If we are not to believe or to take any notice of what the hon. Gentleman called the "straight" figures, which I take it are those which he will put in HANSARD, what are we to believe? Are statistics of no use at all?

Mr. Marten

I did not say that they were not to be believed, because they are figures which we are giving to the House. They are clearly to be believed. But all these things have to be weighted in assessment, and until all the factors are brought into account I think that we should treat these figures with reserve.

Following is the answer:

(Moving five year totals)
Financial Years* B.O.A.C. and B.E.A Private Companies†
Number of fatal accidents Number of fatal accidents per 100 million aircraft miles Number of fatal accidents Number of fatal accidents per 100 million aircraft miles
1953/54–1957/58 [...] 10 3.2 8 5.4
1954/55–1958/59 9 2.7 10 6.2
1955/56–1959/60 8 2.1 12 6.9
1956/57–1960/61 7 1.7 10 5.4
1957/58–1961/62 6 1.3 12 6.0
1958/59–1962/63 4 0.8 10 4.9
* This table has been based on financial years because this is the only basis on which statistics of non-scheduled operations by private companies before 1961–62 are available.
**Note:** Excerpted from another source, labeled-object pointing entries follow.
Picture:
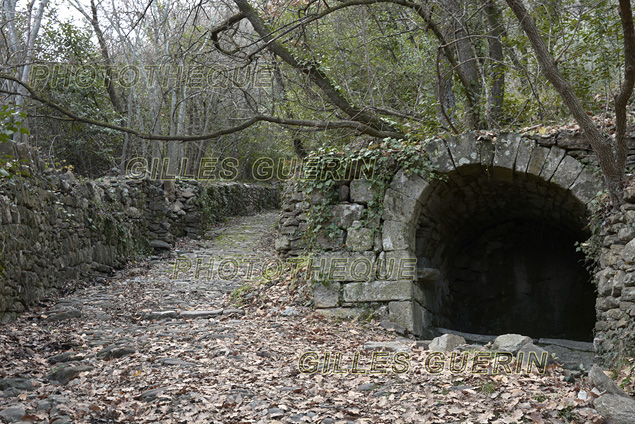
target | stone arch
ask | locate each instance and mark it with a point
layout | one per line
(493, 191)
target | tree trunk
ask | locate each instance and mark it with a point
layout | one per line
(601, 145)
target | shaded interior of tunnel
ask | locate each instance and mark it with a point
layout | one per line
(505, 244)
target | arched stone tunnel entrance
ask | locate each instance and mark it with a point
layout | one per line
(495, 239)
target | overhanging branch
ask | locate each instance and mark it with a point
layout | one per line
(317, 125)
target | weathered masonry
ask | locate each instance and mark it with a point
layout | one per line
(494, 241)
(55, 227)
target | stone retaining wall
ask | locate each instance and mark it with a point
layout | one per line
(615, 304)
(55, 227)
(508, 176)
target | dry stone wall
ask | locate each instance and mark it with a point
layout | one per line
(55, 228)
(615, 304)
(487, 179)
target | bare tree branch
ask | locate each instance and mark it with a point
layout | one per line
(601, 145)
(317, 125)
(626, 91)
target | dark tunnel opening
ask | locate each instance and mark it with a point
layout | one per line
(521, 276)
(506, 249)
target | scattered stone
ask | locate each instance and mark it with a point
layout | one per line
(160, 315)
(112, 352)
(13, 414)
(290, 312)
(617, 409)
(275, 413)
(446, 343)
(64, 314)
(233, 311)
(569, 344)
(66, 373)
(201, 314)
(151, 394)
(510, 343)
(389, 325)
(535, 356)
(604, 383)
(16, 383)
(469, 337)
(175, 361)
(393, 346)
(366, 387)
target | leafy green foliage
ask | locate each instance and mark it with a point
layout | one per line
(11, 124)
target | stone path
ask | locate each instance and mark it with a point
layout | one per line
(147, 347)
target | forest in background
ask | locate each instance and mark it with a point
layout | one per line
(176, 79)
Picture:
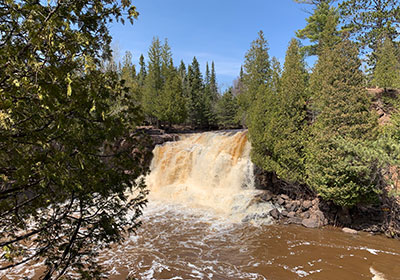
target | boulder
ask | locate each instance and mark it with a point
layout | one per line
(291, 214)
(305, 215)
(275, 213)
(281, 201)
(307, 204)
(284, 213)
(349, 230)
(284, 197)
(295, 205)
(312, 222)
(295, 220)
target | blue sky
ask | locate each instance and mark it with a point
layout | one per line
(212, 30)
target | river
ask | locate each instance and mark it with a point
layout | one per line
(201, 223)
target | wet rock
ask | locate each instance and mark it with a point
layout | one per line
(284, 197)
(349, 230)
(265, 196)
(295, 220)
(305, 215)
(307, 204)
(294, 206)
(319, 215)
(344, 217)
(312, 222)
(291, 214)
(274, 213)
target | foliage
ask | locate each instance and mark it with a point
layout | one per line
(196, 96)
(322, 22)
(278, 126)
(153, 83)
(226, 110)
(64, 179)
(341, 164)
(387, 69)
(257, 72)
(370, 20)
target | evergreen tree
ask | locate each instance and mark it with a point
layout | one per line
(321, 26)
(339, 165)
(153, 82)
(279, 121)
(290, 122)
(387, 69)
(261, 118)
(166, 59)
(370, 20)
(195, 95)
(207, 77)
(141, 77)
(257, 73)
(172, 108)
(213, 83)
(183, 76)
(226, 110)
(276, 75)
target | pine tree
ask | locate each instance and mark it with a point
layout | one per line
(369, 21)
(142, 73)
(321, 25)
(226, 110)
(128, 75)
(276, 75)
(195, 95)
(339, 165)
(154, 81)
(166, 58)
(172, 108)
(257, 73)
(279, 122)
(291, 117)
(387, 69)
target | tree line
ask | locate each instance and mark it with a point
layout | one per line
(176, 95)
(68, 119)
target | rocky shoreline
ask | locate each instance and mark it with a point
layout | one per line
(299, 205)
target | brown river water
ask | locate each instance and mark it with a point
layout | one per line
(200, 224)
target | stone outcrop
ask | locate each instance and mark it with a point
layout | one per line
(299, 205)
Progressive five year periods have been used to smooth out sharp fluctuations in the rates from year to year.
† Two accidents, one in 1958 and the other in 1960, on non-scheduled services operated by private companies who were not members of the British Independent Air Transport Association have been excluded from the table because non-scheduled operating statistics for the periods prior to 1961–62 are available in respect of B.I.A.T.A. members only. It is not thought that the inclusion of these accidents and their associated operating statistics would materially alter the picture.